The findings were presented in response to the initial problem of revitalizing small towns in a changing economy.
Faculty from both the Institute for Food and Agricultural Sciences and the College of Design, Construction and Planning collaborated in a multi-faceted analysis to answer the specific needs of these communities.

Jasper, population 1,840, has significant potential in its historic buildings. Its current layout is also a plus. An abandoned railroad bed could easily be converted to a greenway or lush bike and walking path, with additional routes available for further travel and sightseeing.

Jennings, population 843, has significant natural beauty as part of the Upper Alapaha Conservation Area, Jennings Bluff Tract and the Alapaha Sinks, which are woody areas perfect for hiking.

Maria C. “Tina” Gurucharri, a professor in the Department of Landscape Architecture, worked on the project and noted that a key element of this rural tourism plan is to take advantage of natural resources in a way to generate economic revenue while still preserving the resources for generations to come.

Unlike other areas of Florida, which are overdeveloped, “development has sort of bypassed these areas,” said Gurucharri.

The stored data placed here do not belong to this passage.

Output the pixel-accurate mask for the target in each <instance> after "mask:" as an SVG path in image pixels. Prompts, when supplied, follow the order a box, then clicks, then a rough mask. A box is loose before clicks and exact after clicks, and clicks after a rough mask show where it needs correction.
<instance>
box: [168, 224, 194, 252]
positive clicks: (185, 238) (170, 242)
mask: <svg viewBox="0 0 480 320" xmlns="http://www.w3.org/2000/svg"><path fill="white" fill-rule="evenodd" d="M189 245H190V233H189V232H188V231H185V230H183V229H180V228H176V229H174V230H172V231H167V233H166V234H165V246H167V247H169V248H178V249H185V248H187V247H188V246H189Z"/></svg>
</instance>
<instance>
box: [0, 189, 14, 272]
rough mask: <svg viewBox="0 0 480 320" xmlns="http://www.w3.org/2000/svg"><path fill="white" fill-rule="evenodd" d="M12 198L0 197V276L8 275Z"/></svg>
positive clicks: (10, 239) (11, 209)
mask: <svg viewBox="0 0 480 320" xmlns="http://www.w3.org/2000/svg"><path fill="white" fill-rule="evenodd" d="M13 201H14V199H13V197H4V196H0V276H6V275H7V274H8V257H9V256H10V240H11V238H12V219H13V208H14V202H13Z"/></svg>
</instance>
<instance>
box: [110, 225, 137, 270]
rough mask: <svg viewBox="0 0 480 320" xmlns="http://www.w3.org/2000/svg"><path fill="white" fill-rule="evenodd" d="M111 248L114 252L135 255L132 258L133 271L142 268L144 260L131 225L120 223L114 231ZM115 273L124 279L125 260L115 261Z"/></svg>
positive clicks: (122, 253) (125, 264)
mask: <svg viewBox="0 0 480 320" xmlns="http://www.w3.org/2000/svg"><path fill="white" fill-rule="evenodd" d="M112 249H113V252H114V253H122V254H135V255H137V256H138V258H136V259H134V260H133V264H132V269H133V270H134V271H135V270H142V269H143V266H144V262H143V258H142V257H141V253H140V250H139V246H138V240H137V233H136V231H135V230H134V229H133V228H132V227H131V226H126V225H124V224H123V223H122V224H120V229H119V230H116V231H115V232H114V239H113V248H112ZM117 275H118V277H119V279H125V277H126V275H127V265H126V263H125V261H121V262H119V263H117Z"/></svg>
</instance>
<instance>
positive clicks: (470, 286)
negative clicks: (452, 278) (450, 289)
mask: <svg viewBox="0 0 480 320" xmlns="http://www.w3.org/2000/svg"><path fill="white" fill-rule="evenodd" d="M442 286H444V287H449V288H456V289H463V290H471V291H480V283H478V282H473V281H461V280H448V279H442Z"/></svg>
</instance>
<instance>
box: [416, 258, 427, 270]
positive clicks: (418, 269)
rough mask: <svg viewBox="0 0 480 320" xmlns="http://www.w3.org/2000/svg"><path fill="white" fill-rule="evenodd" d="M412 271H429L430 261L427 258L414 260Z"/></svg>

“Most people love this place and they don’t really want to leave,” Gurucharri added. It’s really just a matter of local economic opportunities.

Areas in the Midwest and New England have long utilized the draw of their unique surrounds, and northern Florida has the same opportunities to welcome others into unique and relaxing environments.

Community could be considered the lynchpin of these plans. To ensure effective and realistic results, researchers surveyed businesses, community members and high school youth to ensure a realistic picture of the towns and where they wanted to go.

“The town is planning its way into the future,” Cato said. “Sort of choose to be in charge of your own destiny, if you want to put it that way. Choose to do it their way.”

Despite, or maybe due to the size of the towns, possibilities include bike trails with points of interest, historical tours able to be programmed into a GPS, canoeing, hiking and sampling local flavor, like the taste of ripe blackberries, which will be featured in an upcoming festival in Jasper.

“It’s about looking at what you have with new possibilities and not thinking we all have to be the same,” Cato said. “If you have natural and cultural resources, maybe enhance those. Be yourself and it will attract.”